Nyanga : quand 77 % de la population vit sous le seuil de pauvreté au Gabon

Une statistique éclate comme un paradoxe dans le RNDH 2026 : plus de trois Gabonais sur quatre de la province de Nyanga vivent sous le seuil de pauvreté. Enfouie au milieu des 219 pages du rapport, cette donnée brutale contraste singulièrement avec l’image d’un Gabon présenté comme une nation à développement humain élevé, souvent citée parmi les meilleures d’Afrique.

Un écart criant entre réalité locale et discours national

La Nyanga, province méridionale du Gabon adjacente à la frontière congolaise, figure parmi les régions les moins peuplées et les plus isolées du pays. Tchibanga, sa capitale administrative, concentre l’essentiel des rares services publics disponibles. Pourtant, l’accès à l’eau potable, l’électricité et les soins médicaux y reste un luxe pour la majorité de la population. Ce taux de pauvreté de 77 % reflète une réalité que les indicateurs macroéconomiques nationaux ne parviennent pas à masquer, malgré un PIB par habitant parmi les plus élevés du continent.

Le Gabon se targue régulièrement de figurer en tête des classements du PNUD en matière d’Indice de développement humain. Pourtant, cette moyenne nationale occulte des disparités territoriales abyssales, que le RNDH 2026 expose sans toujours les mettre en lumière. La mention de la Nyanga, bien que documentée, n’apparaît ni dans les synthèses ni dans les recommandations stratégiques du rapport.

Quand la statistique publique rate sa mission d’éclairage politique

Un rapport national sur le développement humain se doit d’être un outil d’aide à la décision, capable de prioriser les urgences sociales. Pourtant, l’absence de mise en avant du taux de pauvreté de la Nyanga interroge : comment justifier qu’un chiffre révélant une pauvreté trois à quatre fois supérieure à la moyenne nationale soit relégué au rang de simple note de bas de page ? Cette discrétion méthodologique suggère un décalage préoccupant entre les exigences documentaires et les impératifs politiques.

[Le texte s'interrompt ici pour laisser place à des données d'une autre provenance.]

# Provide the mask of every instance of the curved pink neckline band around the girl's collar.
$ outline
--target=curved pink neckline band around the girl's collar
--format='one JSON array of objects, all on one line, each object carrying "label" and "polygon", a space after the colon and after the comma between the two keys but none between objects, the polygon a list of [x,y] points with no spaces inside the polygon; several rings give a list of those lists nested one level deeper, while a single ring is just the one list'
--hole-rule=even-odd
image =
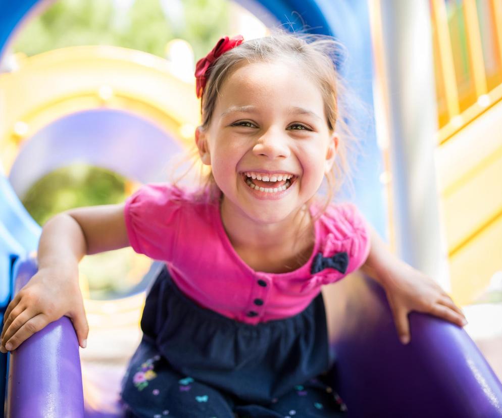
[{"label": "curved pink neckline band around the girl's collar", "polygon": [[[218,230],[218,234],[220,235],[220,238],[223,242],[223,246],[225,247],[226,251],[230,254],[230,256],[232,256],[232,258],[235,260],[235,262],[237,262],[239,266],[241,266],[244,270],[253,275],[288,277],[288,276],[298,276],[298,274],[300,273],[305,274],[306,273],[305,271],[307,271],[307,274],[311,276],[310,266],[312,265],[312,260],[314,259],[315,255],[319,251],[319,220],[314,222],[314,248],[312,250],[312,254],[310,255],[309,259],[303,266],[300,266],[293,271],[285,273],[256,271],[253,270],[251,267],[249,267],[246,262],[244,262],[244,260],[240,257],[239,254],[237,254],[237,251],[235,251],[235,248],[230,242],[230,238],[228,237],[225,228],[223,227],[223,220],[221,219],[221,201],[222,201],[221,196],[222,193],[220,194],[220,196],[218,196],[218,199],[216,199],[216,202],[213,205],[215,211],[214,218],[216,218],[216,229]],[[311,219],[313,218],[313,212],[314,212],[313,206],[314,204],[311,204],[309,206],[309,214],[311,216]]]}]

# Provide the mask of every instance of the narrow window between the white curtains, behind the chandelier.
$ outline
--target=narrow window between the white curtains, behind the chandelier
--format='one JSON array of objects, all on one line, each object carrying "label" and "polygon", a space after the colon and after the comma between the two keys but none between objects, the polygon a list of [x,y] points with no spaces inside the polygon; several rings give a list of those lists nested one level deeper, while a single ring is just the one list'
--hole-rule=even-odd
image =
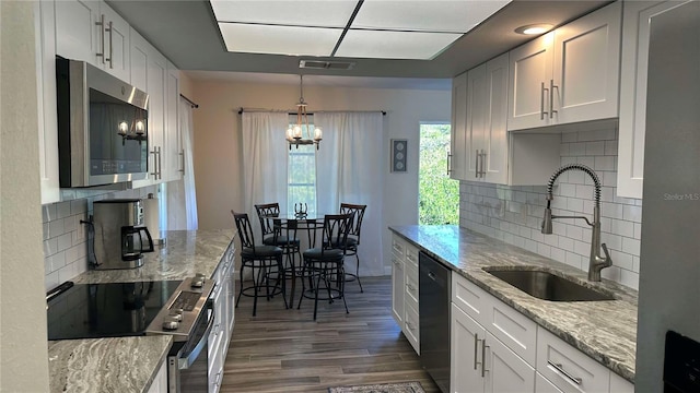
[{"label": "narrow window between the white curtains, behind the chandelier", "polygon": [[[296,124],[296,115],[290,115],[290,126]],[[303,127],[304,134],[306,126]],[[313,130],[313,116],[308,117]],[[299,145],[289,150],[287,174],[287,211],[294,212],[294,204],[306,204],[308,213],[316,213],[316,146]]]}]

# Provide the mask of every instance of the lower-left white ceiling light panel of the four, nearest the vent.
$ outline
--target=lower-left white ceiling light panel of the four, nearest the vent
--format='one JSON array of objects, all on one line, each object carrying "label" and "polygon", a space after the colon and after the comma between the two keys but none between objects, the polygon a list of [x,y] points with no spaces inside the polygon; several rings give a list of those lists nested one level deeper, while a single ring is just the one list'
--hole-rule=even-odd
[{"label": "lower-left white ceiling light panel of the four, nearest the vent", "polygon": [[219,23],[226,49],[233,52],[330,56],[341,28]]}]

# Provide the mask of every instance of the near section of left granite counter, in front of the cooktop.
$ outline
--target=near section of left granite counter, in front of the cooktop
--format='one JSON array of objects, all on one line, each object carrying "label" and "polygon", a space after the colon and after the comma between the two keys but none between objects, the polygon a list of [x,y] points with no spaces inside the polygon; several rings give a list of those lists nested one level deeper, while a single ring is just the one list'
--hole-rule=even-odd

Ce phénomène n’est pas isolé. Plusieurs nations d’Afrique centrale, malgré des ressources naturelles abondantes, affichent des indicateurs économiques flatteurs masquant des inégalités territoriales marquées. La centralisation des investissements et des infrastructures dans les métropoles comme Libreville et Port-Gentil laisse les régions périphériques, comme la Nyanga, dans un état de sous-développement chronique.

La Nyanga, symbole des fractures territoriales gabonaises

Depuis août 2023, les autorités de la Transition gabonaise multiplient les discours sur la réduction des inégalités régionales et le désenclavement des provinces intérieures. Des projets d’électrification rurale, de réhabilitation des axes routiers et de relance agricole ont été annoncés. Cependant, l’effectivité de ces promesses dépendra des arbitrages budgétaires inscrits dans les prochains textes financiers. La Nyanga, autrefois réputée pour son potentiel agricole et son élevage, incarne aujourd’hui cette fracture entre richesse potentielle et réalité socio-économique.

Les ranchs de la région, autrefois symboles d’une ambition d’autosuffisance alimentaire, fonctionnent aujourd’hui au ralenti. L’exode des jeunes vers les grandes villes prive la province de sa main-d’œuvre essentielle, alimentant un cycle de pauvreté que les simples statistiques nationales peinent à capturer. Le RNDH 2026 offre pourtant une base solide pour agir, à condition que les données les plus alarmantes ne restent pas lettre morte.

La vraie question n’est plus de savoir quel est le niveau de pauvreté dans la Nyanga, mais bien comment les pouvoirs publics comptent y remédier. Sans une hiérarchisation claire des priorités et des moyens alloués, les constats les plus percutants risquent de s’évanouir dans l’indifférence administrative.